When China catches cold we all catch cold, such is the importance of China to world stock markets right now. The finance system, and with it the form of capitalism called consumerism and globalisation, pretty much died a few years ago and was put on life support. If the banking bail out was emergency surgery, then the growth in China and the other emerging BRIC super economies (Brazil, Russia, India and China) was the life support machine. So long as the BRICs boomed there was hope, so seeing China stutter has sent stock markets and some media commentators into a panic.
Former Labour advisor Damian McBride took to Twitter to suggest the stock market dip could lead to civil disorder. He advised keeping hard cash at home, stocking up on bottled water and tinned goods and to agree rally points for family and loved ones in case all communications get cut off. For a second I wondered if maybe he knew something I didn’t, then I saw that he was a special adviser to Gordon Brown and a former head of communications at the Treasury and I knew I could leave all the tinned soup in the trolley. Well, didn’t McBride and Brown tell us they had put an end to boom and bust? The BBC joined the silly season claiming that market volatility was partly caused by many senior fund managers being on holiday, and so were not there to steady the ship. Maybe the government should bring in legislation limiting the holidays of hedge fund managers. “Keep your million pound bonuses just don’t go on holiday, it will cause a run on tinned soup”. Give me a break! I think what actually happened is that the guys that take the city economics editors to lunch and feed them lines to make them look clever on TV went on holiday, leaving reporters to make up their own stuff.
What is happening in China is worrying and, given my previous description of banking bailouts being akin to adding extra bullets to a game of Russian roulette, you might think I would welcome the apocalyptic scenarios, but I don’t think the end is nigh – not yet anyway.
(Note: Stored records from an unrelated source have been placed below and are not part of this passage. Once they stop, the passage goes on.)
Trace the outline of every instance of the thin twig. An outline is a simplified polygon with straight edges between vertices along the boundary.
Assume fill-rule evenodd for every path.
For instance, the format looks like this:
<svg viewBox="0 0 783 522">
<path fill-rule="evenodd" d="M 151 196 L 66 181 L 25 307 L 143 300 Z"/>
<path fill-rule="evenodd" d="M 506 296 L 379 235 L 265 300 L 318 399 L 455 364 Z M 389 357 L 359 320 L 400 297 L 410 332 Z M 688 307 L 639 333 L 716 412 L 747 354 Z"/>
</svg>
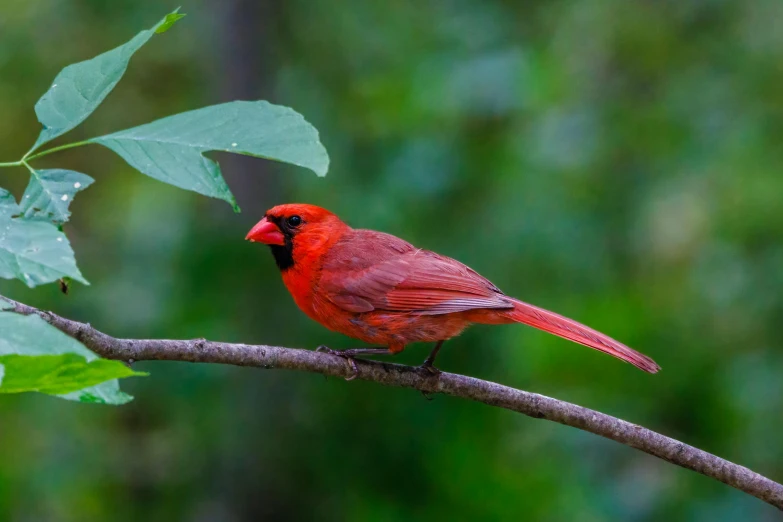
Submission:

China’s growth has been way too high to be sustainable and now needs adjusting. China now has more private investors than Communist party members. The 90 million individual investors (80% of all investors) who are less expert and have more personal skin in the game than the corporate investment behemoths that dominate exchanges in the West; they are also more jumpy. As a result, China’s comedown will likely be bumpy for some time to come. The real weakness of the world financial market is not China moving to a more sustainable 5% growth but the fact that western market values are artificially high. Whilst the real economy has struggled to recover from the crash, markets have boomed, driven higher by the steroid like effects of QE and the bank bail outs. The reason markets are panicking is because they know deep down that Western equities are overpriced versus the real economy and an adjustment is due.
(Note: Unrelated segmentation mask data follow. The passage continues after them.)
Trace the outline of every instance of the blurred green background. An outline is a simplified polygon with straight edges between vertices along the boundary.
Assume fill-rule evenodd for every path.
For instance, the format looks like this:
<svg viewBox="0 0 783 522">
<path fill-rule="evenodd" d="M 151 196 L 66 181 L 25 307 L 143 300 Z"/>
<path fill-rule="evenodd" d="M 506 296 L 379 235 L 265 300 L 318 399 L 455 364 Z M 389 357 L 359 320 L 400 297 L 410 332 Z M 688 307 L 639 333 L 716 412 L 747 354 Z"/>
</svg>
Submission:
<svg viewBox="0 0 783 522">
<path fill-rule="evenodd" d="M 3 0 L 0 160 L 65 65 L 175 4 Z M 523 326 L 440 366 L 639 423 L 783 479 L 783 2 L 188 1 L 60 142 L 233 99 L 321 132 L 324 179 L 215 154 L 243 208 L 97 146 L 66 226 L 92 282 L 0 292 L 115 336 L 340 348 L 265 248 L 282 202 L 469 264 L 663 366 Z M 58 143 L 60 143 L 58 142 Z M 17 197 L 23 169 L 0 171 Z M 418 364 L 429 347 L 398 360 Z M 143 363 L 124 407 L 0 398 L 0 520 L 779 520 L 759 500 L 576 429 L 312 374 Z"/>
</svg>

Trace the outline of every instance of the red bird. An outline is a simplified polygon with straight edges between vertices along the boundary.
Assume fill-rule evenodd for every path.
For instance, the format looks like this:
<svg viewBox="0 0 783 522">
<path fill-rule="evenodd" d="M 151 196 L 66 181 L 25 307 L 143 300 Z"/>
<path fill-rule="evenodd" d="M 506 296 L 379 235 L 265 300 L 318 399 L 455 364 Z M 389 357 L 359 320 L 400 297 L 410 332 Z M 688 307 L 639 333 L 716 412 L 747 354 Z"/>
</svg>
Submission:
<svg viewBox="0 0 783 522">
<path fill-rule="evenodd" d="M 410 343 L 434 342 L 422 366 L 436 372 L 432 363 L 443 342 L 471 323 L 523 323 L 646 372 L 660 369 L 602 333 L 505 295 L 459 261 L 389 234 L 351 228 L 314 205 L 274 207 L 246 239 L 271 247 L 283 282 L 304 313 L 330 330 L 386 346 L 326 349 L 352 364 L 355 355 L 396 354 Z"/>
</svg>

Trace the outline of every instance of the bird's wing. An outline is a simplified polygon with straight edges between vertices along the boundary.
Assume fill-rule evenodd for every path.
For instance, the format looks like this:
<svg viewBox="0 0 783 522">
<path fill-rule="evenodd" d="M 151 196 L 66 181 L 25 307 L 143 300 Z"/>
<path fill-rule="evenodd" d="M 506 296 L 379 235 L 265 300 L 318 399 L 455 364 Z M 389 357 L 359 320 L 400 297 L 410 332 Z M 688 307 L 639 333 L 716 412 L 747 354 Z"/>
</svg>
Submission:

However the “haver of the week” award goes to BBC’s Nick Robinson, who instigated a totally misguided rant at a spontaneous, peaceful, grass roots movement demonstrating for the BBC to be politically neutral on constitutional issues. Hardly a contentious issue to demonstrate about, so it’s telling how upset the BBC big guns seem to be. That so many ordinary BBC customers sense a bias in every broadcast that adds up to an assault on democracy, is something they should investigate, not slander.
Robinson wants publicity as he has a book to sell but claiming, as he did, that the BBC demonstrations were SNP (state) organised was foolish, dead wrong and ironically proof of a biased viewpoint in itself. Most BBC Scotland staff fought against such bias but the London-centric culture of the organisation weighed heavily on its coverage. The UK news programs in particular were one-sided in their approach, often accepting unionist points without challenge and a sage nod of the head whilst sounding incredulous as they then accusingly threw those scare stories across the studio at Yes spokespeople. To me it felt like I was playing a game of tennis where only my opponent was allowed to serve – even if you win every point you always appear to be on the back foot.
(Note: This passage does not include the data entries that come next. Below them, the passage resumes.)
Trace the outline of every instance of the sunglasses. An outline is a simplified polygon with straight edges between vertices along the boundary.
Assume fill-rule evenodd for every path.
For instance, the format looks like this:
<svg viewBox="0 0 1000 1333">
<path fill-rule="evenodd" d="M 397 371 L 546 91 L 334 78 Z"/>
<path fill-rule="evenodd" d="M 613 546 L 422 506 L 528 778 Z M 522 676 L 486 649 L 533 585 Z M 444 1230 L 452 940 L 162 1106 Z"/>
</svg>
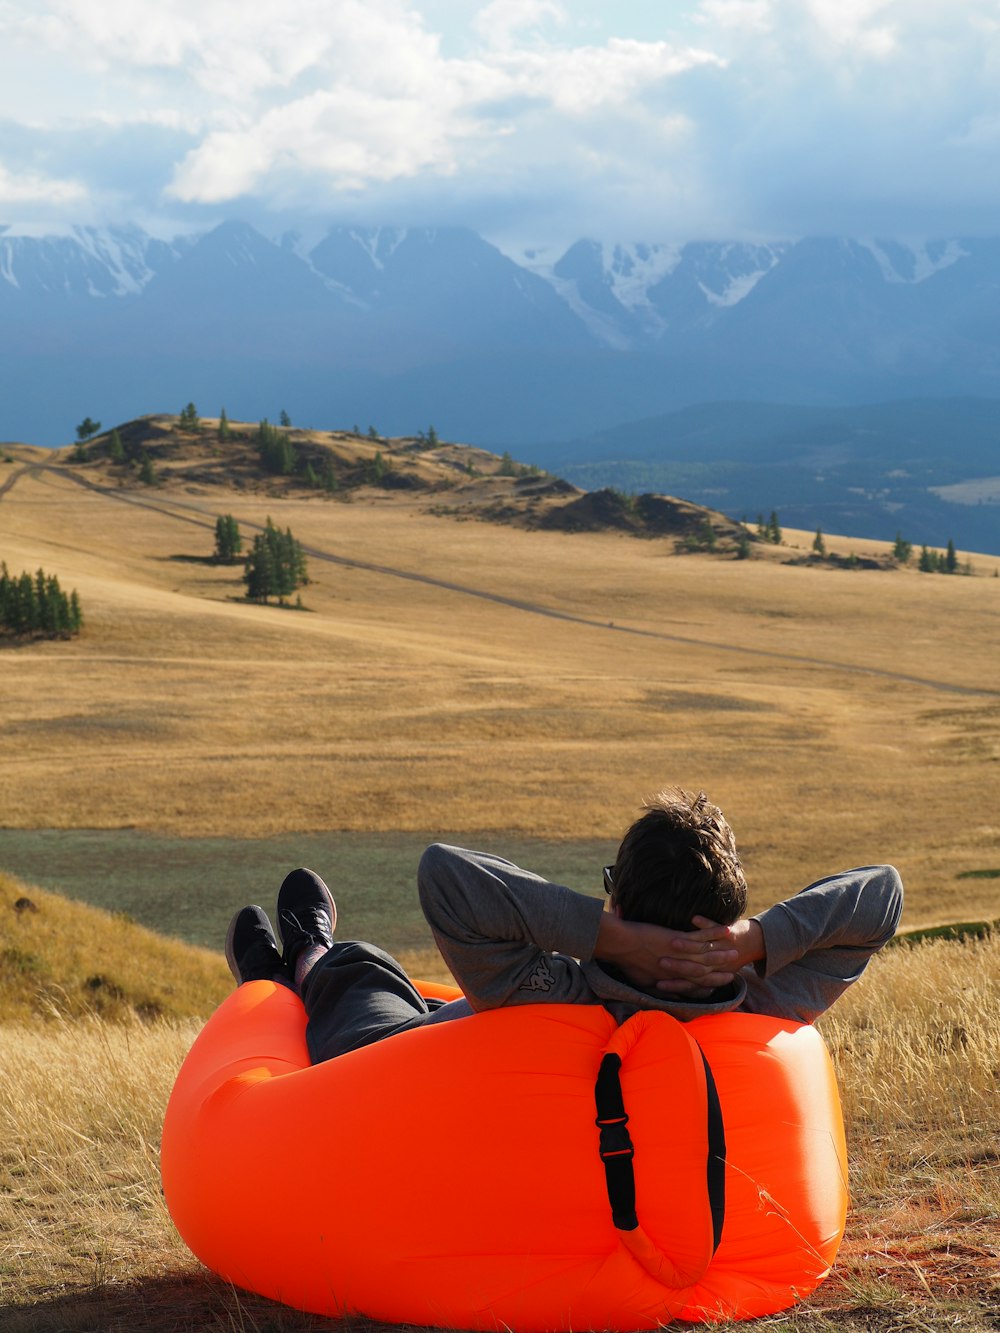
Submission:
<svg viewBox="0 0 1000 1333">
<path fill-rule="evenodd" d="M 604 867 L 604 892 L 612 894 L 615 891 L 615 868 L 614 866 Z"/>
</svg>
That sort of bias is more easily visible to one side of the argument, it is often unintentional but always unacceptable. We need a devolved and steadfastly neutral Scottish Broadcasting Company and a single, informed, international and Scottish-focused news program, not a regional follow on. Ironically the fact that so many London based media commentators believe that calls to devolve the BBC are based on a wish to install a pro independence bias rather than establish neutrality and relevance to a post devolution Scottish audience is a precise demonstration of how misguided and completely out of touch some London-based reporters are with the political, social and democratic realities of Scotland.